Read the Strong and Weak signals

I picked this headline from a recent webinar talk by Prof Vijay Govindarajan of Tuck School. He was speaking about the future of education in the context of Covid-19. He also said that one cannot plan the future but it is possible to prepare for the future. And to do so, we need to read the strong signals like Covid-19 with its global ramification, and also try to pick the weak signals and read them. Govindarajan’s words has been rankling my mind for last few days, as I am trying to find and figure out the weak signals looking beyond Covid-19, to get some clues to prepare for that future. Trust me it is hard to find and the feeble signals are even harder to decode.

This morning I had an hour-long conversation with a young friend who is also a serial small scale entrepreneur. He started his entrepreneurial career as a ten-year old student who in his spare-time, hawked newspapers, initially to add to his pocket money, and later, assisted shopkeepers in sales and accounts, adding enough money to play with stocks. He rose steadily in his career starting in sales and rising to the level of CEO of a small Media Company and then one day, he pulled himself out from employment of another to become a full time entrepreneur, creating jobs for others. He tried and tested several SME business models running department stores, interior design consultancy, media production and advertisement consultancy simultaneously. He experimented with building business from scratch and then turning it over to franchises, pulling out from direct running. For a decade and half that I have seen and known him, he is a fighter and he has never given up against any adversity including life-threatening illness he had to go through several times. I heard him worried and anxious for the first time. He spoke about the plight of SMEs who are unable to restart as the labour they had supported generously for two months have all gone with no sign of their early return. Today, he asked me to decode the weak signals for him and tell him the future. I couldn’t.
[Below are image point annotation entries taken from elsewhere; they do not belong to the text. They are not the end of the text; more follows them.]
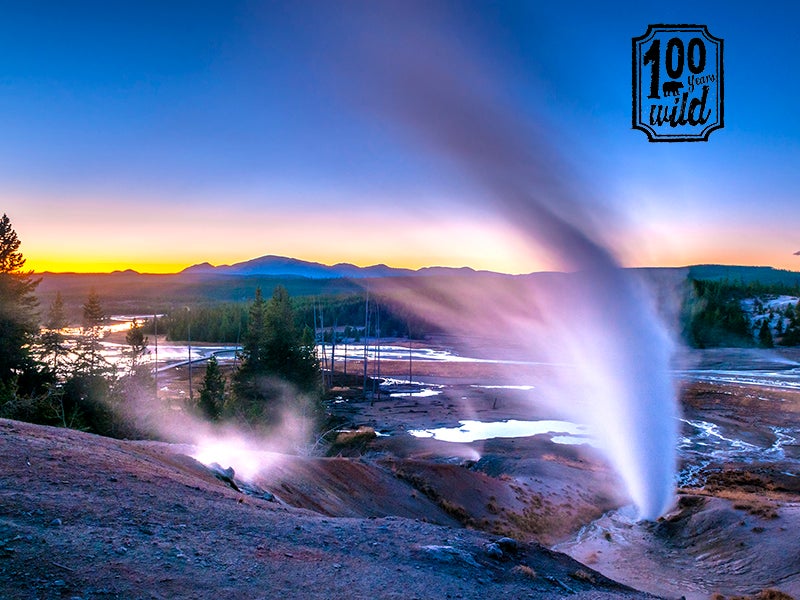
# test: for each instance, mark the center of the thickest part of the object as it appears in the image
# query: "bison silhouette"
(670, 88)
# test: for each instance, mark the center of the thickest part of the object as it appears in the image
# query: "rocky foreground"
(89, 517)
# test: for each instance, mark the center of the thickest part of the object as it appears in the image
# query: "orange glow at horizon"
(108, 237)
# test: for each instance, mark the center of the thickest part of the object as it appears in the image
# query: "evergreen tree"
(272, 354)
(137, 343)
(212, 391)
(18, 318)
(90, 361)
(53, 346)
(765, 335)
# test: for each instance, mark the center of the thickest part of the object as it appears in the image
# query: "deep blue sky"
(156, 135)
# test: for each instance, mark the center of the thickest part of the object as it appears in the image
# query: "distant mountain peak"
(284, 266)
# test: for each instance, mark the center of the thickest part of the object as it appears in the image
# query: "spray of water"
(599, 321)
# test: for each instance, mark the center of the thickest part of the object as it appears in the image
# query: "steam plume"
(601, 322)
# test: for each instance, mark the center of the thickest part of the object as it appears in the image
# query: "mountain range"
(282, 266)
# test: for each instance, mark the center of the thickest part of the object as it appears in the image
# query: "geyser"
(414, 70)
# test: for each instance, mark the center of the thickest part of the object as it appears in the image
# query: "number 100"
(675, 59)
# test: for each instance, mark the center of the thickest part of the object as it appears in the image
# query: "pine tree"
(271, 354)
(18, 318)
(137, 343)
(765, 335)
(212, 391)
(91, 362)
(54, 348)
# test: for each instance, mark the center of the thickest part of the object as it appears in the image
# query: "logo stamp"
(678, 91)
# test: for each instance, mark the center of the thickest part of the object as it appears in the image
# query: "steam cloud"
(600, 322)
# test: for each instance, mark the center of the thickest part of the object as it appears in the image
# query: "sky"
(154, 135)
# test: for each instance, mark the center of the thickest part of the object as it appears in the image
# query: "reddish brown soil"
(89, 517)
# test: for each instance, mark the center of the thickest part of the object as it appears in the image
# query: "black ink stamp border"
(652, 135)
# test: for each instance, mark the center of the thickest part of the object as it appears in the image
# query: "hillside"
(90, 517)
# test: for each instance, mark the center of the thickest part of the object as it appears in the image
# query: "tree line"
(713, 315)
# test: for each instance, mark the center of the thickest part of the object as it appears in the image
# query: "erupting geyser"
(599, 321)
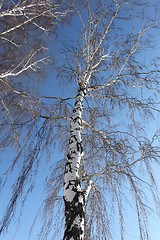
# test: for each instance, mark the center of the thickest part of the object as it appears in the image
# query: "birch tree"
(110, 155)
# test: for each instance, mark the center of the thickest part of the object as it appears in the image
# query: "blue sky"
(33, 202)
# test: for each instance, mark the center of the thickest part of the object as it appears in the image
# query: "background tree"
(109, 157)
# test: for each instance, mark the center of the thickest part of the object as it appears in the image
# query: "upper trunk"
(74, 197)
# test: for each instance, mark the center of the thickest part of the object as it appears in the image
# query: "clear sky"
(19, 231)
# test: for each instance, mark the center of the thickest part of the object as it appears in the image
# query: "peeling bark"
(74, 197)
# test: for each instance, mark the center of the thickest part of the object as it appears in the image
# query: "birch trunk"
(74, 197)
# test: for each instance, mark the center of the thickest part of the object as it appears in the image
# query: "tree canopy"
(97, 120)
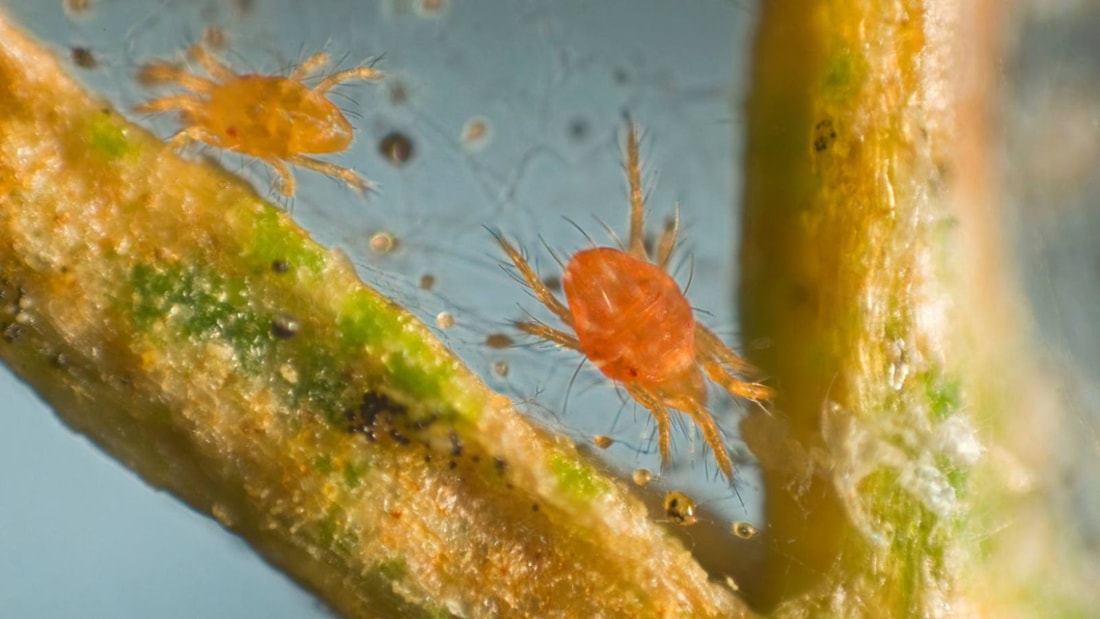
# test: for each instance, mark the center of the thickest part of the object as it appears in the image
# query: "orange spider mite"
(631, 320)
(277, 120)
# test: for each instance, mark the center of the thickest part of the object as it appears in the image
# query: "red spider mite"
(275, 119)
(630, 319)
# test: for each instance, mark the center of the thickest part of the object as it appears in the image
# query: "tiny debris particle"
(743, 530)
(444, 320)
(285, 327)
(396, 148)
(498, 341)
(383, 242)
(77, 7)
(288, 373)
(215, 37)
(83, 57)
(680, 508)
(603, 442)
(475, 133)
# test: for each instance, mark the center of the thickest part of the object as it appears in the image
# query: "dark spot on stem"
(824, 135)
(285, 327)
(12, 331)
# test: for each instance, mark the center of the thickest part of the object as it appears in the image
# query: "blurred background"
(510, 115)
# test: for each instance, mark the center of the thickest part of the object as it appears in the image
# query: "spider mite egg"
(396, 148)
(383, 242)
(279, 120)
(476, 133)
(743, 530)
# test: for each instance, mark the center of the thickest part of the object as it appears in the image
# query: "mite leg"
(713, 345)
(361, 73)
(219, 70)
(172, 102)
(549, 333)
(163, 73)
(331, 169)
(661, 415)
(286, 185)
(703, 419)
(668, 242)
(637, 245)
(541, 293)
(309, 65)
(735, 386)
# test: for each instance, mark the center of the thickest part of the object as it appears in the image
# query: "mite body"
(630, 319)
(275, 119)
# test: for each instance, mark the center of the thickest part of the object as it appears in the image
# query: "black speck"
(365, 418)
(12, 331)
(398, 438)
(396, 148)
(285, 327)
(83, 57)
(824, 135)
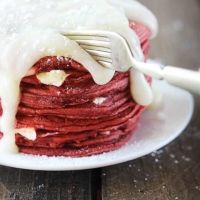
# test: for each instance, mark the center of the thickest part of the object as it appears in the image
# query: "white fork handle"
(187, 79)
(183, 78)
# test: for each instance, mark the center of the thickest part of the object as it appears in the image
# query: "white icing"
(54, 77)
(28, 133)
(99, 100)
(31, 30)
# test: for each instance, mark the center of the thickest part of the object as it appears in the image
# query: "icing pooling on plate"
(31, 30)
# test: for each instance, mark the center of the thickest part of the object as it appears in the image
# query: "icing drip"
(31, 30)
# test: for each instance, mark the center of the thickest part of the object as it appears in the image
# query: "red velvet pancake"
(80, 118)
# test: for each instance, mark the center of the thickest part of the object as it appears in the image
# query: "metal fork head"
(108, 48)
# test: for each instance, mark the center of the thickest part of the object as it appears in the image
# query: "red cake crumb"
(67, 119)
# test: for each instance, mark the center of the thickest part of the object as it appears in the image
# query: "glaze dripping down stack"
(80, 118)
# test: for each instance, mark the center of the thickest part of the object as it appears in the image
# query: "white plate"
(156, 129)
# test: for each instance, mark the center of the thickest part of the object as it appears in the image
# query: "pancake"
(79, 118)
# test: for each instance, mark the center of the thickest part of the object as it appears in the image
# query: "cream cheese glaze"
(30, 30)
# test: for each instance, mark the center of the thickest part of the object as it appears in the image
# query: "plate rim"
(110, 162)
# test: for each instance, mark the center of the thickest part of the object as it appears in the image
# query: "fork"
(113, 51)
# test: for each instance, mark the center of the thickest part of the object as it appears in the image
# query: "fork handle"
(183, 78)
(187, 79)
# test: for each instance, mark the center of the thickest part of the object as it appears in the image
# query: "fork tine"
(99, 53)
(106, 64)
(94, 43)
(88, 37)
(102, 49)
(99, 58)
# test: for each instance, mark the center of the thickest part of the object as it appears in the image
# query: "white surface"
(156, 129)
(31, 30)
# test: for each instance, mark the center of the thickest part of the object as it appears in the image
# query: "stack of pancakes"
(79, 118)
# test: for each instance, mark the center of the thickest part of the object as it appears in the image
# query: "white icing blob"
(28, 133)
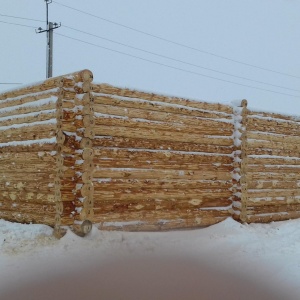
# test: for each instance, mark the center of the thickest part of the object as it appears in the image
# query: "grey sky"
(265, 33)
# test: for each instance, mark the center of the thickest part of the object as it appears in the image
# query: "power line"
(15, 17)
(176, 43)
(17, 24)
(178, 60)
(175, 68)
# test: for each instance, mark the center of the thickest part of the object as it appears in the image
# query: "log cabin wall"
(39, 145)
(160, 162)
(272, 167)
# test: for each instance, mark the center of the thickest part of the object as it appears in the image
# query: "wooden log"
(258, 210)
(274, 168)
(273, 145)
(159, 226)
(160, 174)
(275, 152)
(140, 143)
(116, 184)
(273, 137)
(195, 196)
(107, 89)
(29, 98)
(272, 161)
(272, 176)
(273, 217)
(49, 147)
(273, 184)
(270, 126)
(26, 133)
(274, 116)
(171, 127)
(273, 193)
(41, 116)
(167, 165)
(135, 156)
(157, 106)
(161, 135)
(28, 109)
(133, 113)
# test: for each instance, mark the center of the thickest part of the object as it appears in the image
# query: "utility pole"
(50, 27)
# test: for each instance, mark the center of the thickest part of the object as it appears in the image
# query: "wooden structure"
(72, 150)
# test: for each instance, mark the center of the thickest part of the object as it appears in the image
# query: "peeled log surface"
(33, 218)
(269, 151)
(273, 137)
(272, 176)
(274, 145)
(29, 98)
(258, 210)
(49, 147)
(160, 135)
(273, 193)
(161, 174)
(274, 168)
(108, 89)
(273, 116)
(158, 106)
(134, 113)
(196, 196)
(290, 129)
(167, 165)
(26, 133)
(30, 109)
(270, 184)
(160, 156)
(116, 184)
(273, 217)
(272, 161)
(120, 142)
(164, 126)
(272, 201)
(192, 217)
(42, 116)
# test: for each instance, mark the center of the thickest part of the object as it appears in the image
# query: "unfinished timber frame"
(74, 151)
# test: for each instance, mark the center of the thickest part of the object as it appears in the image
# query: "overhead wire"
(174, 68)
(178, 60)
(174, 42)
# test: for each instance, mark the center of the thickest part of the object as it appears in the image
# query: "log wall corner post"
(73, 102)
(240, 189)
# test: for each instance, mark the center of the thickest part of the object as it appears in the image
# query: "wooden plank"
(27, 133)
(28, 109)
(273, 218)
(160, 174)
(163, 126)
(136, 113)
(107, 89)
(272, 161)
(140, 143)
(136, 156)
(273, 145)
(161, 135)
(270, 184)
(116, 184)
(161, 107)
(273, 137)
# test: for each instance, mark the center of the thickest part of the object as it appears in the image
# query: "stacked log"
(273, 169)
(38, 148)
(160, 162)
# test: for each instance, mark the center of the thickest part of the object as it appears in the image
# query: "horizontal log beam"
(107, 89)
(140, 143)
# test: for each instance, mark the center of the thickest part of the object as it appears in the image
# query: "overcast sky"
(262, 33)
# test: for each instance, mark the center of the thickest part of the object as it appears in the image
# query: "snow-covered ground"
(269, 253)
As a student, I had often heard of a quote, “History repeats itself”. But as a student of history I have never seen the facts getting repeated over time. I remember a Professor who solved this mystery for me with a plain explanation. “History is full of lessons, and a deep study of history helps to decode the lessons as warning bells, signals to be picked up and acted upon, in time so that similar fate could be avoided”. He said no army in history has been able to win a war against Russia in the winter season, yet greats of the likes of Napoleon and Hitler have failed to read these signals. I think, the answer to the future after the Covid-19 catastrophe lies in the lessons of great economic depression that shook the world economy as a whole in the post Industrialisation era, and in the answer that came from the new deal policy of President Franklin Roosevelt, that brought the wheels of economy back into motion after coming to a grinding halt from 1929 to 1932. The physicians might be trying to read the signals from Ebola or Spanish Flu, in their research laboratories, but we as managers of business and leaders of society need to look beyond the laboratories. There is the second great economic depression looming over our heads. Its time we turn to the pages of history.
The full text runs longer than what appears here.